Have been using some new "retiree" time to learn more about investing. Dan Wiener's "Investment Adviser" newletters have been most helpful.
So, the answer to the OP is that the market will fluctuate. But I have also been trying to improve AA with the rising market. Last Sept. sold my 2010 and 2015 target date funds and replaced them with Wellington and Wellesley Income (each taking up about 15% of my rolled-over 401K). Then, in recent weeks, have been selling off Star Conservative and Moderate Growth, locking in earnings from the past 10-12 years I've held them. Am hoping to buy more Wellington and Wellesley if/when the market drops, maybe using some dollar-cost-averaging to buy them at lower prices.
Would also like to put about 50% of this rollover IRA into Wiener's Income Portfolio (comprised entirely of Vanguard funds). In his newletter, he lists the earnings of each of his portfolios, going back about 20 years.
With today's market high, I sold off the rest of Star Conservative (finished off Moderate Growth last week).
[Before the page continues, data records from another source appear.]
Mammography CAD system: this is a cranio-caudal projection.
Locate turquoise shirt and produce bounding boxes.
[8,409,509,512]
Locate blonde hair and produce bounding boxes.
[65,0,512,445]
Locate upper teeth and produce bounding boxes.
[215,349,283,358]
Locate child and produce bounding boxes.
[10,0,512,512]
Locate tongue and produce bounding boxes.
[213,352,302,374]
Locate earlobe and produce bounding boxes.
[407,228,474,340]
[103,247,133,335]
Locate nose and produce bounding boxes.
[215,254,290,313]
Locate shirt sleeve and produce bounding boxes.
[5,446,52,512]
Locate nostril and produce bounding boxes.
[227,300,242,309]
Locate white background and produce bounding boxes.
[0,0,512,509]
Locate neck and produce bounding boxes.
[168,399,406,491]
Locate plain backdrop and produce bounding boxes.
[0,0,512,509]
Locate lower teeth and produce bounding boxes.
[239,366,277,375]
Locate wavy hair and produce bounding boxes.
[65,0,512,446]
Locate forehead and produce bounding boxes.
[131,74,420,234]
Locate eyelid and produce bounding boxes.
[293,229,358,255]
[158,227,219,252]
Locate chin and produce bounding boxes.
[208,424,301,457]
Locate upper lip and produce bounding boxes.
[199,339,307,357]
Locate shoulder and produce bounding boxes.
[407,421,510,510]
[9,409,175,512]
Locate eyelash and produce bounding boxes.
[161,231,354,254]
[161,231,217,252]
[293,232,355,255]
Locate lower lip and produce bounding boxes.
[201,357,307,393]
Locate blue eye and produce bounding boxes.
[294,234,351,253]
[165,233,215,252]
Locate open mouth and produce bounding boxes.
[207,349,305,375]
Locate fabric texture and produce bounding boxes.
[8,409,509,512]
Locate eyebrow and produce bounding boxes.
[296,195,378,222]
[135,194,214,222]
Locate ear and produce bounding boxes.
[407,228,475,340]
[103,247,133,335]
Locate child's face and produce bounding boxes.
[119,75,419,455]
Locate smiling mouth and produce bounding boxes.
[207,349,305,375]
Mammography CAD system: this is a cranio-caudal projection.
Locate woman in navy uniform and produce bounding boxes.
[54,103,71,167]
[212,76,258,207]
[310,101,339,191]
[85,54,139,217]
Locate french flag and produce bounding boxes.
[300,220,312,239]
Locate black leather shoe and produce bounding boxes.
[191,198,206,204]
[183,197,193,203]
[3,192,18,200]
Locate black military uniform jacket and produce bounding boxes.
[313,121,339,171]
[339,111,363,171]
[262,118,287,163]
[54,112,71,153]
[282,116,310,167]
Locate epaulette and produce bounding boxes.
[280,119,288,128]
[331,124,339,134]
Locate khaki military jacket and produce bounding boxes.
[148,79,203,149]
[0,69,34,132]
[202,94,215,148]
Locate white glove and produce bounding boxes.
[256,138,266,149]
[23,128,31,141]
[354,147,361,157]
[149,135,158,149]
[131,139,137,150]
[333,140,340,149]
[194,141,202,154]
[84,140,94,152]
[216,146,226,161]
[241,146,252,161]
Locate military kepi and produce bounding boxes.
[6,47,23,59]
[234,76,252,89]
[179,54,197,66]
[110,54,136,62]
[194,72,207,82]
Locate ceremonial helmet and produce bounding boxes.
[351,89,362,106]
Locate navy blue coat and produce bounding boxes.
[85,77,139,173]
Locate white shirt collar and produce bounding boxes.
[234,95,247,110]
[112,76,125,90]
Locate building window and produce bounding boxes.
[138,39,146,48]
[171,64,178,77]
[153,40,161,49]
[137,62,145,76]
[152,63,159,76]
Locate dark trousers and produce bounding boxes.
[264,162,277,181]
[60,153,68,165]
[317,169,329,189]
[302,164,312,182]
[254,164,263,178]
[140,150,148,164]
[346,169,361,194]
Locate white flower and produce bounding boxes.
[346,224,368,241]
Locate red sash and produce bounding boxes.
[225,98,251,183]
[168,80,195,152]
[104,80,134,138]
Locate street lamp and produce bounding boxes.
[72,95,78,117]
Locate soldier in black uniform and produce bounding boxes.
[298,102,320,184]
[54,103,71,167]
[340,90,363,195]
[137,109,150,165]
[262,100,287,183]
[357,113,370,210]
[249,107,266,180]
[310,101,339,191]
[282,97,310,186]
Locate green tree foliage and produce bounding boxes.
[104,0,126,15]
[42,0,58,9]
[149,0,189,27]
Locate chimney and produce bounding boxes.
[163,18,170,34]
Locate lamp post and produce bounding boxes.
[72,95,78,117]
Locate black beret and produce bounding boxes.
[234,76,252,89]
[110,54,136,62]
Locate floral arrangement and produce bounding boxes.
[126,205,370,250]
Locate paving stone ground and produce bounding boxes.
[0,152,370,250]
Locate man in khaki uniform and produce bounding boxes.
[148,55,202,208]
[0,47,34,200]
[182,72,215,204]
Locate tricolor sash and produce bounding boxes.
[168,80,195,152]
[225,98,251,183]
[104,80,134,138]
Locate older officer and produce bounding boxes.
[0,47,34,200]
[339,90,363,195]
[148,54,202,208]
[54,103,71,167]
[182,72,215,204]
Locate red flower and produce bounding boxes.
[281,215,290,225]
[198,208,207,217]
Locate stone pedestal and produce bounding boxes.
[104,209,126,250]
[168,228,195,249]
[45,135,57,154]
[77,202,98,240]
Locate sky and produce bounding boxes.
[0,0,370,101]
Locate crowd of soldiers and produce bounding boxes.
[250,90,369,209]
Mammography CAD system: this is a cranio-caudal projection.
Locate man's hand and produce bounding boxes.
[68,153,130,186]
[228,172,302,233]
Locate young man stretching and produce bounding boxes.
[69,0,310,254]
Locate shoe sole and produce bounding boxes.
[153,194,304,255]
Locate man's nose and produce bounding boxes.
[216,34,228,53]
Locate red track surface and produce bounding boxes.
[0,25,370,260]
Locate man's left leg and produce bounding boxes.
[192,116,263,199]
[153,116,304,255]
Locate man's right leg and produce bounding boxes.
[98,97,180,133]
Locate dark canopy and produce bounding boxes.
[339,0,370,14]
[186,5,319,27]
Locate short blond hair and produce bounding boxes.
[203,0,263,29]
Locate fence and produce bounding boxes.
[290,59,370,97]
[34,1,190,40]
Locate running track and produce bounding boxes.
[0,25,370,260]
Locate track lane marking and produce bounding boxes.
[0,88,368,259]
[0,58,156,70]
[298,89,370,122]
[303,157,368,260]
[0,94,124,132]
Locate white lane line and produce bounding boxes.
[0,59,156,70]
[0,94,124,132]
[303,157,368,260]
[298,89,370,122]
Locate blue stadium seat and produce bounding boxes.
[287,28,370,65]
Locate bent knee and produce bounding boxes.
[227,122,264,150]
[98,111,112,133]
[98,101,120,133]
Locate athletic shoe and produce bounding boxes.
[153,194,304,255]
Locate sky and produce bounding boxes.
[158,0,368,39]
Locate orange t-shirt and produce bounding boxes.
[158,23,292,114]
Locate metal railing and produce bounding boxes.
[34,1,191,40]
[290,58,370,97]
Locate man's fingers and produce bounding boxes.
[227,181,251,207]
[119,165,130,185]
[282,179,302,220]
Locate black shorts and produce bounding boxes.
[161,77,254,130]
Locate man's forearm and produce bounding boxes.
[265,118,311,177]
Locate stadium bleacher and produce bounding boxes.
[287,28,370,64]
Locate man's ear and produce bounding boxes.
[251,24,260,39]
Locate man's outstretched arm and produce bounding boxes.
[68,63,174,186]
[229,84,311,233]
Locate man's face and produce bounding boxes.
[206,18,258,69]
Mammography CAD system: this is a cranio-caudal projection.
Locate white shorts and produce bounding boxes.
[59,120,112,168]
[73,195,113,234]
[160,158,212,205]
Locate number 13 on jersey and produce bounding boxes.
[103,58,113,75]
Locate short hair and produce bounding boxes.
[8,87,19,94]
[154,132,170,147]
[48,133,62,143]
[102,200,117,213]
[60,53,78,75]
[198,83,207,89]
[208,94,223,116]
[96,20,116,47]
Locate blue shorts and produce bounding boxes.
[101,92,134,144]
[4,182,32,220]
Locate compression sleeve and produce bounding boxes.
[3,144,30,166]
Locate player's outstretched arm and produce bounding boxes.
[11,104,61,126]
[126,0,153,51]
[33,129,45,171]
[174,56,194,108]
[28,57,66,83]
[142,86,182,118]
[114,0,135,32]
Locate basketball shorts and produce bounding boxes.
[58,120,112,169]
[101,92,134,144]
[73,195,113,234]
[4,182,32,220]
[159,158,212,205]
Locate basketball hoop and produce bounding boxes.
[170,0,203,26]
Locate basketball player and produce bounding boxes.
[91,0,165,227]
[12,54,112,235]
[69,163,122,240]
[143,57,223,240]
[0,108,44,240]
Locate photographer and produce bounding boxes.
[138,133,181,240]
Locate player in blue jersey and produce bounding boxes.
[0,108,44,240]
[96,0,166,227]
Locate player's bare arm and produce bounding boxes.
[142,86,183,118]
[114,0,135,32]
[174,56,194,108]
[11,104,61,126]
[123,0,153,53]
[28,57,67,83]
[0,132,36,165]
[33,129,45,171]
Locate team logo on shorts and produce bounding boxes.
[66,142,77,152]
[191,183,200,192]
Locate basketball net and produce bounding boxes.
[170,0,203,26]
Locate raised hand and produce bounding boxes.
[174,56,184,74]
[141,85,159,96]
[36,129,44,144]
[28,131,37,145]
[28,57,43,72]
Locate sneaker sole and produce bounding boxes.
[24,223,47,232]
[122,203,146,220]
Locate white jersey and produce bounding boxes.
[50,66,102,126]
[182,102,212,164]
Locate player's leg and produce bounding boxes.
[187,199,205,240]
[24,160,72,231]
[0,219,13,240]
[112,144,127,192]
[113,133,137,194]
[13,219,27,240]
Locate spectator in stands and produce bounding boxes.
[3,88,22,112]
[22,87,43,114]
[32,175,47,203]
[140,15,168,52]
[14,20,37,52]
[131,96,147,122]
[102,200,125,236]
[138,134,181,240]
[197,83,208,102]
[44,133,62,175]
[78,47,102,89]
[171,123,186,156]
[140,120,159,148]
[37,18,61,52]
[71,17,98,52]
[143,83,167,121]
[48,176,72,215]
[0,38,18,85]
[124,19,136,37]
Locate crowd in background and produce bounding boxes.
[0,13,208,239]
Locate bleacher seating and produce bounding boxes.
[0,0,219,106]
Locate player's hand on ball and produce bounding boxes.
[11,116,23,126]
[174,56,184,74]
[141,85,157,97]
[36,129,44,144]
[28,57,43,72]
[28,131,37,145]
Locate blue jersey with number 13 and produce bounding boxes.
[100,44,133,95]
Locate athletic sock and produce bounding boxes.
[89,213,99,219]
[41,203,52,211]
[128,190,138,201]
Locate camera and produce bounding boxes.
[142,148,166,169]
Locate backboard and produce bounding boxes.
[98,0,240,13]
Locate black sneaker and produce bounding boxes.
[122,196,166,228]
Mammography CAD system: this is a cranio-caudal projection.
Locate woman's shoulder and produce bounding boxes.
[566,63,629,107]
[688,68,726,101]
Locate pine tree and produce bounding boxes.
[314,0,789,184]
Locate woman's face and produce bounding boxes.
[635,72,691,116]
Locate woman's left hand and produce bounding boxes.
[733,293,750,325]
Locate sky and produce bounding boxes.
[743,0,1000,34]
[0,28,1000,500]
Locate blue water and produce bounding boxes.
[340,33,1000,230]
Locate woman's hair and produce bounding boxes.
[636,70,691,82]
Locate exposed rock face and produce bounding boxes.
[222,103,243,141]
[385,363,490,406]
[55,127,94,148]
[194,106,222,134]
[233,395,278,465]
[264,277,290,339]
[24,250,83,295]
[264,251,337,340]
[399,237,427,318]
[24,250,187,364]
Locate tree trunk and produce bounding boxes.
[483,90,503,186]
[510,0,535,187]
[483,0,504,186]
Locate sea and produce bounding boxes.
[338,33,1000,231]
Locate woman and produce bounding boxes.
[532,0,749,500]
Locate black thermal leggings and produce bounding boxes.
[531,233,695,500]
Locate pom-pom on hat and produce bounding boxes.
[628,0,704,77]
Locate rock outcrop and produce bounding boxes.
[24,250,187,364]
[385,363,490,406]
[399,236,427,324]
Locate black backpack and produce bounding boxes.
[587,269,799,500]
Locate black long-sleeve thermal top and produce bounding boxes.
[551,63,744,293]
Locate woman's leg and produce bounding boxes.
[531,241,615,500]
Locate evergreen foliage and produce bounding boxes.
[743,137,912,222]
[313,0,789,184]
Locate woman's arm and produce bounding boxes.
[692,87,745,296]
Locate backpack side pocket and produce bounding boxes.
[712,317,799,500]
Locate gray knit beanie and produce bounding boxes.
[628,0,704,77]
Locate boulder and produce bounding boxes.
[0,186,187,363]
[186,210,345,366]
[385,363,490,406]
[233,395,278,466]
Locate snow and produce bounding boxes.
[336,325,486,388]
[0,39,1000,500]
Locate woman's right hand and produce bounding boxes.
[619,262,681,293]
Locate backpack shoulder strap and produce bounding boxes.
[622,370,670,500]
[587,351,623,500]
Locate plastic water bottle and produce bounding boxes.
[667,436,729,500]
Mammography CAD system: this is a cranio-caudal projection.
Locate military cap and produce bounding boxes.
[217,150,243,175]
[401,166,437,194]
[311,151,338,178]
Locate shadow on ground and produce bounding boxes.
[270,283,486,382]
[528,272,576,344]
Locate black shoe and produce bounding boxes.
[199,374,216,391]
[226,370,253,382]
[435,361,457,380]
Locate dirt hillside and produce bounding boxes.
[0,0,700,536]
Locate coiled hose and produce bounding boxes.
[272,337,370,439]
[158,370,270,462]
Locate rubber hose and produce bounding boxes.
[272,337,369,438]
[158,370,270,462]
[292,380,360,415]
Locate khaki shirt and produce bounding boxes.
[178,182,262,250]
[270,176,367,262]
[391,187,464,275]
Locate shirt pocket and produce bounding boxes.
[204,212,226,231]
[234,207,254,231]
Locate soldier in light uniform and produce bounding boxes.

Hopefully, with cash "ready to go", I'll be able to shop for some bargains in the year ahead (if the the economy suffers due to the federal sequester).
We'll see how I do with this learning curve.
(These have been my "baby steps" beyond CD's, old 403B variable annuities, and mindlessly pouring contributions into the 401K money mkt. and target date funds with my last employer.)
(It helps that DH and I both have pensions, retiree HI, and he has SS. Plus, LBYM has been our MO forever.)